India's patent office has ignored the strict safeguards against evergreening and allowed a flood of secondary drug patents
The irony, shocking in every way, is that the country which passed unique safeguards to bar dubious pharmaceutical patents is the one merrily allowing such patent claims to go through unchecked. The irony is that India has come under tremendous pressure from the US and the powerful lobby of the multinational drug companies for these very same laws that the Patent Office is refusing to apply.
Primarily, the issue relates to Section 3 of the Indian Patents Act which lays down what are not inventions and, specifically to sub-sections 3d, 3e and 3i.
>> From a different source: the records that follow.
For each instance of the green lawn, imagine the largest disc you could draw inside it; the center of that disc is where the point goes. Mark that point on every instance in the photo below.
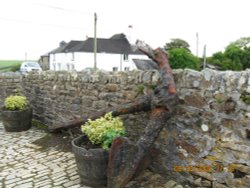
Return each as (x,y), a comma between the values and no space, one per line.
(7,65)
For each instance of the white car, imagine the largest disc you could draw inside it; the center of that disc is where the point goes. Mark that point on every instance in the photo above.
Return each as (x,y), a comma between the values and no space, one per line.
(28,66)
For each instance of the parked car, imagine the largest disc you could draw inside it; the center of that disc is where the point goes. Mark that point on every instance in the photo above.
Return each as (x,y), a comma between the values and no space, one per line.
(28,66)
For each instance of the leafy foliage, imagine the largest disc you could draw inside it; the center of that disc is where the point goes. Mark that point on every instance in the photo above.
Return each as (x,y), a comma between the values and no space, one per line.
(180,58)
(15,102)
(235,57)
(104,130)
(177,43)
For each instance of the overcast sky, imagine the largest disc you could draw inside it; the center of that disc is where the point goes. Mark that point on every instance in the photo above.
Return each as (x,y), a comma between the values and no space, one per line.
(36,27)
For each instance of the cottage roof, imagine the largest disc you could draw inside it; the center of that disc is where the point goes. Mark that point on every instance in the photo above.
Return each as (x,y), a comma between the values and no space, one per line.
(117,44)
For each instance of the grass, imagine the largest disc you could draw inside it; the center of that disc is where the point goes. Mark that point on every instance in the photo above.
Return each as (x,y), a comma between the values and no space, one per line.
(8,65)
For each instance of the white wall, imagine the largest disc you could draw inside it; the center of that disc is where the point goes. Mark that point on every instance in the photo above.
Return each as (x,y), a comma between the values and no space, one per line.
(105,61)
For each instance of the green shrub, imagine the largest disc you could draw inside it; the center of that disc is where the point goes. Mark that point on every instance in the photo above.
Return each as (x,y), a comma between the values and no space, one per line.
(15,102)
(246,99)
(104,130)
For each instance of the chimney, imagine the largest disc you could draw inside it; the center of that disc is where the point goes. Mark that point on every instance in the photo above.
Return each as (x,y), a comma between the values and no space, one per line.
(129,34)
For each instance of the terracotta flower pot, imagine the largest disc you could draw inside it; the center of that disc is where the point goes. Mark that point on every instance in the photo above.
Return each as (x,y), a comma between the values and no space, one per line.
(16,121)
(91,163)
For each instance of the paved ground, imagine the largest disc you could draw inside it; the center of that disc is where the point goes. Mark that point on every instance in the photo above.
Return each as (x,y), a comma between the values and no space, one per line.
(26,164)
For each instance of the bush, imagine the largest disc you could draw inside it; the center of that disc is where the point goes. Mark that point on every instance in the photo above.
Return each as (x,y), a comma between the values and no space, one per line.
(180,58)
(104,130)
(15,102)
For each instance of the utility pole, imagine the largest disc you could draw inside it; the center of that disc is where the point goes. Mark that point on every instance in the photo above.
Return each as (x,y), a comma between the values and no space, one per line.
(204,57)
(197,44)
(26,56)
(95,41)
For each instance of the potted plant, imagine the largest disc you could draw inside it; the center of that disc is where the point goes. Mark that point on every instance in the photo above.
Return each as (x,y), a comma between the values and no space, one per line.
(91,149)
(16,114)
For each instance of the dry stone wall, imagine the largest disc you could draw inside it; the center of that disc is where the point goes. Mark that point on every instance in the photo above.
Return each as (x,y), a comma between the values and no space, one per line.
(206,143)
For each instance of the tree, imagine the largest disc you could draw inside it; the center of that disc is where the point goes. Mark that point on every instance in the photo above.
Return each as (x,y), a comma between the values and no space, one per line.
(242,42)
(177,43)
(180,58)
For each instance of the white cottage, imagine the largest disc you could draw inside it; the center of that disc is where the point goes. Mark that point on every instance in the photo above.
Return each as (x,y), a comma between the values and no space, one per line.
(113,54)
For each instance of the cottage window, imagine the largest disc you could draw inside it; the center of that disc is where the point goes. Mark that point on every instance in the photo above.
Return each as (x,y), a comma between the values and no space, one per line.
(115,69)
(125,57)
(126,68)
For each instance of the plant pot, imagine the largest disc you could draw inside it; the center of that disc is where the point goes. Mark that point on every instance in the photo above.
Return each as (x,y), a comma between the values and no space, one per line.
(16,121)
(92,163)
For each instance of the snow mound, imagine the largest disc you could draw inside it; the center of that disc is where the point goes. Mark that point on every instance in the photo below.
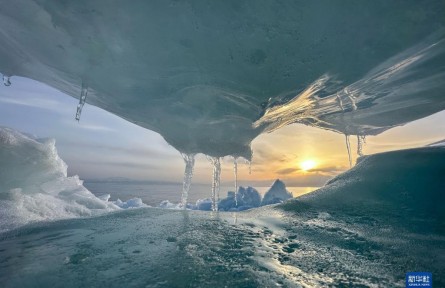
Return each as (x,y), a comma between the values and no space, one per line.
(34,185)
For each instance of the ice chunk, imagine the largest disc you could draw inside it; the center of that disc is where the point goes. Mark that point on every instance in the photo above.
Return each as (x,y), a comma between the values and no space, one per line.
(348,147)
(189,160)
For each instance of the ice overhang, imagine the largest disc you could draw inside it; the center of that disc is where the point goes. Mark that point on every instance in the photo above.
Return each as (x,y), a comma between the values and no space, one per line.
(210,76)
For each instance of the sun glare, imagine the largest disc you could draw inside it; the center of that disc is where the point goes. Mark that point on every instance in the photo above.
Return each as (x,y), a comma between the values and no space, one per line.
(308,165)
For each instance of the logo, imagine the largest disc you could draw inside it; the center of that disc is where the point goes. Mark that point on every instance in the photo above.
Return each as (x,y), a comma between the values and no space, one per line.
(419,279)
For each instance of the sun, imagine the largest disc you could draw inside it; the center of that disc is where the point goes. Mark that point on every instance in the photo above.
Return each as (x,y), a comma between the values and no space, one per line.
(307,165)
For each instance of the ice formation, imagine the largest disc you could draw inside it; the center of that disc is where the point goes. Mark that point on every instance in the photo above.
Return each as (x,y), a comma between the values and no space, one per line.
(216,179)
(213,79)
(235,172)
(34,185)
(189,160)
(277,193)
(82,100)
(348,147)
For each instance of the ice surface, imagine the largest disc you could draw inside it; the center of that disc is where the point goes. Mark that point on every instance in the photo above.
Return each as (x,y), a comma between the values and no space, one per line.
(189,160)
(366,228)
(202,79)
(34,185)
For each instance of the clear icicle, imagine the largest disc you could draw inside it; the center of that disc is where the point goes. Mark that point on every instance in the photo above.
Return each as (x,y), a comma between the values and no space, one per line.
(351,98)
(189,160)
(82,99)
(248,162)
(235,172)
(359,145)
(216,181)
(6,80)
(348,146)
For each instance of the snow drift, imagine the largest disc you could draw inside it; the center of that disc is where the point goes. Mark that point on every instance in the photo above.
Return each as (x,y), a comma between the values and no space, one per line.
(202,73)
(34,185)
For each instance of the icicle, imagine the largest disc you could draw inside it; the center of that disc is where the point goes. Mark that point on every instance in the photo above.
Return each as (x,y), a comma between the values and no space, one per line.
(189,160)
(216,181)
(348,146)
(351,98)
(340,102)
(359,145)
(235,172)
(82,99)
(250,165)
(6,80)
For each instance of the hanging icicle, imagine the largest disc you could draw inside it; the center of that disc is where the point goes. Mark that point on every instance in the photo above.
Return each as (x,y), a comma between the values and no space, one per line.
(215,161)
(351,98)
(189,160)
(359,145)
(340,102)
(82,99)
(348,146)
(235,172)
(6,80)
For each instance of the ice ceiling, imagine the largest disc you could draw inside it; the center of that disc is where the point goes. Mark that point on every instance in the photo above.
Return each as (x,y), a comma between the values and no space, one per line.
(210,76)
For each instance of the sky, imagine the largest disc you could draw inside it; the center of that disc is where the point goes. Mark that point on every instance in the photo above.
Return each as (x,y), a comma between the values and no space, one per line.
(102,145)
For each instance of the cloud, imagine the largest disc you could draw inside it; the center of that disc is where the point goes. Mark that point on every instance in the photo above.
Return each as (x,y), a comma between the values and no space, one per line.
(287,171)
(329,170)
(116,150)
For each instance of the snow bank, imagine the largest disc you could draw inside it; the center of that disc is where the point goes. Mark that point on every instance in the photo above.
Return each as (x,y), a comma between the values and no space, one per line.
(34,185)
(201,80)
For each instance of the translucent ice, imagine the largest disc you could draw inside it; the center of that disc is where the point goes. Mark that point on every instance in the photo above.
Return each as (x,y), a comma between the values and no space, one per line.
(6,80)
(34,185)
(82,100)
(210,82)
(216,179)
(189,160)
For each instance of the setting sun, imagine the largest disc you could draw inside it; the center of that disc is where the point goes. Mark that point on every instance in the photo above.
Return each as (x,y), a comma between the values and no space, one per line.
(307,165)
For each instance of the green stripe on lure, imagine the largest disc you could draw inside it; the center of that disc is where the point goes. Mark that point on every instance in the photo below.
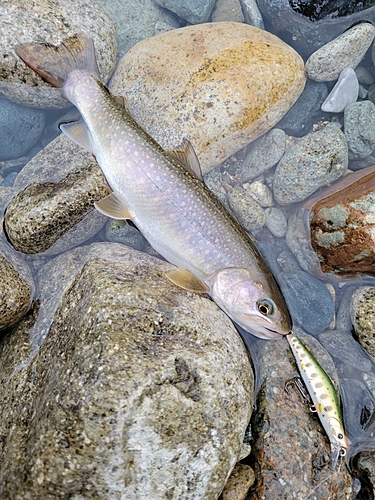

Of these, it is, of course, 3d which has invited the ire of the drug giants because it bars patents on: “the mere discovery of a new form of a known substance which does not result in the enhancement of the known efficacy of that substance or the mere discovery of any new property or new use for a known substance or of the mere use of a known process, machine or apparatus unless such known process results in a new product or employs at least one new reactant.” Even more than a decade and half after India passed its intellectual property laws to conform to WTO requirements, Section 3d continues to be the target of systematic lobbying by the drug majors.
Yet, it turns out that India’s Patent Office has been completely lax in applying these safeguards while granting a vast number of pharma patents. A just released study by a group of academics, IP experts and scientists reveals that the majority of patents granted for pharmaceuticals are secondary patents, “granted for marginal improvements over previously known drugs for which primary patents exist”. The report How our safeguards against evergreening have failed, and why the system must be reformed details the dismal state of affairs at India’s Patent Office.
It identifies drug patents granted in likely contravention of laws against evergreening, that is, extending the life of a patent through minor incremental changes, from a list of 2,293 patents granted between 2009 and 2016. The researchers led by Feroz Ali, an advocate of Madras High Court who holds the Department of Industry Policy and Promotion (DIPP) chair at the Indian Institute of Technology-Madras, scrutinised the prosecution history of some grants and the claim language of all granted patents to arrive at some shocking findings. As much as 72 per cent were secondary patents granted for marginal improvements on previously known drugs for which primary patents exist.
This, it turns out, is not the worst of what the researchers uncovered. Just a fraction (15 per cent) of these secondary patents was subject to proper scrutiny and is accompanied by a detailed written order of the Controller. In most cases, the relevant exception to patentability was not spelt or cited in detail in the final written order.
It’s a fact that the Patent Office was, till a few years ago, short of examiners. But what would that excuse such gross laxity on its part, specially when scrutinising patent claims under the lens of Section 3d? The report is useful because it matches the various sub-categories of patents to the statutory exceptions to patentability that they violate.
It’s also true that IP analysts have found odd inconsistencies in the way the IPO operates while handling claims for different secondary patents for the same drug, allowing some and rejecting others without elucidating the grounds for such action. What it does do is impact access to medicines for a variety of diseases.
The report’s final point is that seven out of 10 patents granted by the IPO were “likely granted in error”. And since no claim for a secondary patent made “an appropriate and valid submission”, all of them contravene the laws against evergreening. The pharma giants should relax. Section 3d is not the lethal law it’s made out to be.